Scottish Household Survey 2020: methodology and impact of change in mode

The methodology report for the Scottish Household Survey 2020 telephone survey which discusses the impact of the change in mode.

This document is part of 2 collections

Chapter 3: Summary of previous literature on mode effects

This chapter gives a short summary of previous literature on mode effects and survey error by way of an introduction to how we explore the impact of the change of approach to the SHS on the quality of the survey estimates.

When we refer to mode it is important to note that there is a distinction between the mode that people are approached to take part in the survey and the mode of interview.
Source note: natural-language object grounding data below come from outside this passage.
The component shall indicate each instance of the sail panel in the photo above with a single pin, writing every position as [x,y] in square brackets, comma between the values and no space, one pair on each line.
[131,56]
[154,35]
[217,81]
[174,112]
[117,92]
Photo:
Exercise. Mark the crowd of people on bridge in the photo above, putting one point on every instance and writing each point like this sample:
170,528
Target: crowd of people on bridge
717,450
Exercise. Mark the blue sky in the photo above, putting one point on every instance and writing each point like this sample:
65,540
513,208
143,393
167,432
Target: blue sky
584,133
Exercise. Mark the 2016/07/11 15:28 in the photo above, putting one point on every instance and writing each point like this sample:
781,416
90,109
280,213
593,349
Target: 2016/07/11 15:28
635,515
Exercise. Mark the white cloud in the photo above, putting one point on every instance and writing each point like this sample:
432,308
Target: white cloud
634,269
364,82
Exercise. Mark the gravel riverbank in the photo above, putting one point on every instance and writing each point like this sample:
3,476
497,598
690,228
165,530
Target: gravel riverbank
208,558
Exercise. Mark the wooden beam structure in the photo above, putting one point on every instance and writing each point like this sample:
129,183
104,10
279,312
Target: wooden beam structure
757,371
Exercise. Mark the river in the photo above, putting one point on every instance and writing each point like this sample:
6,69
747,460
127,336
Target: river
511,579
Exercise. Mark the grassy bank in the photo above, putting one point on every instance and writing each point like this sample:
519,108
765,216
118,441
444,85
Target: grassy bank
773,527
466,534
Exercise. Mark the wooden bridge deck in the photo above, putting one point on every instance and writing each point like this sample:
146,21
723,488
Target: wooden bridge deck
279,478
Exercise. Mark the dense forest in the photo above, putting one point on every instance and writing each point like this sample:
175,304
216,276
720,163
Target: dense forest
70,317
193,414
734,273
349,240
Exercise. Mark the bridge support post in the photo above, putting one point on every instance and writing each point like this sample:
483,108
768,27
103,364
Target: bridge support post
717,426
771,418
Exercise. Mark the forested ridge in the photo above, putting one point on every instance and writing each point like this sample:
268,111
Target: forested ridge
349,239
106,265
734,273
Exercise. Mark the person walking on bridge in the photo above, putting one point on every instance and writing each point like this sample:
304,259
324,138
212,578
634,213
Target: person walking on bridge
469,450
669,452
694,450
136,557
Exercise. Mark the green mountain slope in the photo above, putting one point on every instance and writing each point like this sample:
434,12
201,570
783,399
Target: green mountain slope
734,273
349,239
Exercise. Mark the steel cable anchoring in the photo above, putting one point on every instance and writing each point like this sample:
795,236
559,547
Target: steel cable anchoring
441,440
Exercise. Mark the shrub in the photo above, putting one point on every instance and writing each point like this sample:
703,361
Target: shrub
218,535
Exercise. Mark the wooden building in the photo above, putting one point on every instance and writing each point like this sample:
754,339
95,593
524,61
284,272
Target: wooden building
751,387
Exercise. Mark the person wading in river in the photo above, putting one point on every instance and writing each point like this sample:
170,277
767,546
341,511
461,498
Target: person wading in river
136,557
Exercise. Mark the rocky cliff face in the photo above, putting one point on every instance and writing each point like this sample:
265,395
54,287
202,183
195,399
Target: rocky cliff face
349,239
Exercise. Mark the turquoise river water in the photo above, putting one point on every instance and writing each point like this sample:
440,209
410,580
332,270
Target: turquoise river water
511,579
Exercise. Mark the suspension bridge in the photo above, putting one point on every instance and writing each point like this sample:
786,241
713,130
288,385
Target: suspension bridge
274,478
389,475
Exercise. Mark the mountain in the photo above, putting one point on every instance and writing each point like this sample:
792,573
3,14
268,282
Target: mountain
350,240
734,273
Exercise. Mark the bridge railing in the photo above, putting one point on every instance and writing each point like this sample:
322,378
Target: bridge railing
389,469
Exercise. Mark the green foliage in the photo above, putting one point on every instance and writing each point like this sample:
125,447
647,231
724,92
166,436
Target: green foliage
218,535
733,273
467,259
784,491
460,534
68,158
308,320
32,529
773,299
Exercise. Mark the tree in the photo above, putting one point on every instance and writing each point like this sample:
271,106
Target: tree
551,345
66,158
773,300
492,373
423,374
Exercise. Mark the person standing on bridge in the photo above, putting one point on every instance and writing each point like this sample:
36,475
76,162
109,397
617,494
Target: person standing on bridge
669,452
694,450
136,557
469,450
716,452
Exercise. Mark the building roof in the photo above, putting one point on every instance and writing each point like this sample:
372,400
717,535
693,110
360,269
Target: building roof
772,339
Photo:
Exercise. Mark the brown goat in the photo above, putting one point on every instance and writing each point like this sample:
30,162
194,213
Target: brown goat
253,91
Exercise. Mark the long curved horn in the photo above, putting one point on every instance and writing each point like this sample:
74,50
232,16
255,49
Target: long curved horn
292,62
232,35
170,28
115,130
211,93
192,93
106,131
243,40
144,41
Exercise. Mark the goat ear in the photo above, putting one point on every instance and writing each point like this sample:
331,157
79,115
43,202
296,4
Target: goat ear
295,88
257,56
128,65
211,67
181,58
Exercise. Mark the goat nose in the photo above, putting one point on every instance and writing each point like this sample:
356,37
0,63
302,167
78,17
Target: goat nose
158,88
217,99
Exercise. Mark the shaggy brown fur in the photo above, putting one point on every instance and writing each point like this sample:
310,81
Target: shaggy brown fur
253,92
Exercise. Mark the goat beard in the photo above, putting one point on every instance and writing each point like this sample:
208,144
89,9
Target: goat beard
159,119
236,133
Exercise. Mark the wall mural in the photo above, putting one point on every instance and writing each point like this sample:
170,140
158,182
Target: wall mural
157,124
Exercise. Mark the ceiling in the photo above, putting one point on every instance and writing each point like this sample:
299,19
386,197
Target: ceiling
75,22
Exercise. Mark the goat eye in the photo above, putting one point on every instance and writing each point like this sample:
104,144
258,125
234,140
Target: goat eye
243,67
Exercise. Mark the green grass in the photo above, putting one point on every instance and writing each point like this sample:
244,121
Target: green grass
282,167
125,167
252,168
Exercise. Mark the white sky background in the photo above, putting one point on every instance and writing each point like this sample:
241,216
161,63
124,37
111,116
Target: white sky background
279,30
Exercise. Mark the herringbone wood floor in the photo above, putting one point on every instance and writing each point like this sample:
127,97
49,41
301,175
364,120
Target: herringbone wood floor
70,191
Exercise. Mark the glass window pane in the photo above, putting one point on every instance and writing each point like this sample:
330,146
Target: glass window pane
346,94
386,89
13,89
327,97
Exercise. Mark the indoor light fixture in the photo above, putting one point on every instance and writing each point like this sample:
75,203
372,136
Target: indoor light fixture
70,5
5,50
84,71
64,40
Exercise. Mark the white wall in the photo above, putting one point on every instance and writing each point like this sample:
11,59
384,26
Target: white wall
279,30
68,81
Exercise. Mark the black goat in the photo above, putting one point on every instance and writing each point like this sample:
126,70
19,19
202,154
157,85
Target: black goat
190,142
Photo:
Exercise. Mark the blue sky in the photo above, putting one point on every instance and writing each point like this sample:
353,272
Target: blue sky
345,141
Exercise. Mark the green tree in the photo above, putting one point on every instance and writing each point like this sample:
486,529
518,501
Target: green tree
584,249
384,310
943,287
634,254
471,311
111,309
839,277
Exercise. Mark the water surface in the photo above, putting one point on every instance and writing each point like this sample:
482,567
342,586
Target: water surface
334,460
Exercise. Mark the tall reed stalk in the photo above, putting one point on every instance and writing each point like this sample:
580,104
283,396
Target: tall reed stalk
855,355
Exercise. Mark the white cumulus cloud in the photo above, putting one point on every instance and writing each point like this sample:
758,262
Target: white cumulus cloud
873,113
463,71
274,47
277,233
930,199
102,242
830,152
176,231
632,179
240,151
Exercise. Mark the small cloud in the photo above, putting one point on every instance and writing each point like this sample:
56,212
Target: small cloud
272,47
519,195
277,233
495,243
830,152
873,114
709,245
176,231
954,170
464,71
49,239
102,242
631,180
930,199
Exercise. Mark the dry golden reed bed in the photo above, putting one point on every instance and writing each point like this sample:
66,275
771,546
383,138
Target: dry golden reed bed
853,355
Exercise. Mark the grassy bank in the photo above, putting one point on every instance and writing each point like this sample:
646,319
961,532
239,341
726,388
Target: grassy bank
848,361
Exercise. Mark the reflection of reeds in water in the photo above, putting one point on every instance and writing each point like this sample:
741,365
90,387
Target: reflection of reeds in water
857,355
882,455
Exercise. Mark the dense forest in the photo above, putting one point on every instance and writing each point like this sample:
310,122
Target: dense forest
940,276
Table 3.1 Summary of mode difference by approach
Traditional SHS approach Revised Push-to-Telephone/video approach
Mode of approach Face-to-face (repeated calls, preceded by an advance letter and leaflet) Opt-in only: Postal invite (letter with leaflet plus two reminders) AND Telephone matched sample: Telephone recruitment (letter and leaflet followed by telephone recruitment where possible).
Mode of interview Face-to-face (in-home, CAPI) Telephone OR Video (Microsoft Teams).

The revised design for the SHS relied on approaching respondents in a different way from previously. Instead of interviewers visiting addresses face-to-face and persuading people to take part in conversation on the doorstep, either a) people opted-in via an online portal in response to advance letters or b) interviewers attempted to get agreement by telephone for the portion of the sample for which telephone numbers had been successfully matched to the sampled address.

The mode by which interviews were undertaken also changed. All interviews pre-lockdown were conducted face-to-face in-home. With no interviewer travel allowed, interviews in the revised design were conducted either by telephone or by video (one-way Microsoft Teams - so that the respondent could see the interviewer, but the interviewer could not see the respondent). The change in mode of interview may have shaped how people responded to questions. This is likely to have had the greatest impact on questions that relied heavily on showcards.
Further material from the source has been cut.